Kasabada hiç kimsenin can güvenliği yoktu. Gece oldu mu herkes pencereyi açıyor, dışarıya rast gele ateş açıyorlardı. Bu yüzden ölenler çok olmasına rağmen kimse önlem almıyor, ateş açmaya devam ediyorlardı. Kısacası kasabada her türlü kötülük yapılıyor, hiç kimse de ‘Biz ne yapıyoruz böyle’ demiyordu.
Anne ve çocukları kasabaya geldiklerinde hiç kimseyi tanımıyor, onların nasıl bir insan olduklarını bilmiyorlardı. Bu yüzden ilk geldiklerinde hiç kimseden yüz görmediler, nereye gitseler itilip kakıldılar.
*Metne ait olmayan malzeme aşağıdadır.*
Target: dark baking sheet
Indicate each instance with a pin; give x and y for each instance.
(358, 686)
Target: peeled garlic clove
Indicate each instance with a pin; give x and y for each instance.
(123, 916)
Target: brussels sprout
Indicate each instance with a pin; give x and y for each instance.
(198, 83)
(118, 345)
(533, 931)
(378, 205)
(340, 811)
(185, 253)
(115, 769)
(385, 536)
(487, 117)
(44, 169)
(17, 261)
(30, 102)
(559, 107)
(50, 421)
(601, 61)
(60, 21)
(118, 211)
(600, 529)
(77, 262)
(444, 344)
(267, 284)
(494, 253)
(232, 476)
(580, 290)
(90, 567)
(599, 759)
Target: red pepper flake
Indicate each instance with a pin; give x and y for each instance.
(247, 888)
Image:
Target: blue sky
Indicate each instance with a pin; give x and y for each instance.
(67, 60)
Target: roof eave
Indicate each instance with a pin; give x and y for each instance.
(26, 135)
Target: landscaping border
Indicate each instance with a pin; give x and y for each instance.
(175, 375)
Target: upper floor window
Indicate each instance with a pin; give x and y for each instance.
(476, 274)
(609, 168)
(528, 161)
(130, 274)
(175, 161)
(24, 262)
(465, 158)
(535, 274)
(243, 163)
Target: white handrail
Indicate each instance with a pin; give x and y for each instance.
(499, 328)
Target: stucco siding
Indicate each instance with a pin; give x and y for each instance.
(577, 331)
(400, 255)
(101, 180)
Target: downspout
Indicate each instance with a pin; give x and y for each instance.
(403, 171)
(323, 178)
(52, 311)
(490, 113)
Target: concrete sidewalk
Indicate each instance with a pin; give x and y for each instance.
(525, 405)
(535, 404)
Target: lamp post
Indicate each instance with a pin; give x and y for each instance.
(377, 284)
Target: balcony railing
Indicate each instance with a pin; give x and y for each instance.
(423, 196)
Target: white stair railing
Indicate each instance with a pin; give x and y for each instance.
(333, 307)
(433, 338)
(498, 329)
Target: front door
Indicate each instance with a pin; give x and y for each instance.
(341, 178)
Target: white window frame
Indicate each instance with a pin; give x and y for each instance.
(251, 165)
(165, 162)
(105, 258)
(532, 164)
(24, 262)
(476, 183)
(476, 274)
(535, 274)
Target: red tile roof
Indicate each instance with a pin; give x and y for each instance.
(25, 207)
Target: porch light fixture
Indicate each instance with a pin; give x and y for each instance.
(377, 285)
Hor görüldüler, hatta ilk kaldıkları evi taşlanıp kasabadan kovulmaya bile çalışıldılar. Bütün bu olanlara rağmen anne ve çocukları kasabada kaldılar. Hiçbir yere gitmeyip direndiler. Kasaba halkı, onların bütün yaptıklarına rağmen gitmediklerini görünce yıkılmaya yüz tutmuş o ahşap evde kalmaya zorlandılar.
Kasaba halkı, o kadar kötü olmasına rağmen kasabaya sığınan anne ve çocukları sabredip onlara karşı beddua etmediler. Çünkü biliyorlardı ki beddua iki başlı. Beddua ettiklerinde karşılarındaki kişi eğer hak etmiyorsa kendilerini bulma ihtimali vardı. Bu yüzden beddua etmeyip sabrettiler.
Anne ve çocukları kendilerine yapılan kötülüklere rağmen neden kasabayı terk etmeyip gitmemişlerdi? Aslında bütün bu sorunun cevabı geçmişte saklıydı. Çocukların annesi Zehra, ilk yaşadığı kasabada mutlu bir yuvası vardı. Kocası ile çok iyi geçiniyor, kıt kanaat geçinmeye çalışıyorlardı. Ne var ki bu mutluluk kocasının çalıştığı iş yerinde iftiraya uğrayıp hapse düşmesiyle bozuldu. Kocası Akif, hapse düştükten sonra kahrından hastalanıp bir müddet sonra hapiste öldükten sonra hayatları büsbütün kahroldu. Çocuklarının nafakasını kazanmak için başvurmadığı yer kalmadı. Nereye gittiyse bütün kapılar yüzüne kapandı. Bir müddet sonra bulunduğu kasabada geçinemeyeceğini anlayınca, kasabayı terk etme kararı aldı.
Bu kararı almasına rağmen nereye gidecek, ne yapacaktı. Bu kafa karışıklığı içerisinde hazırlıklara başlayıp yola çıkacağı zaman iki kişi gelip eline bir mektup verdiler ve bu mektuba göre hareket etmelerini söylediler.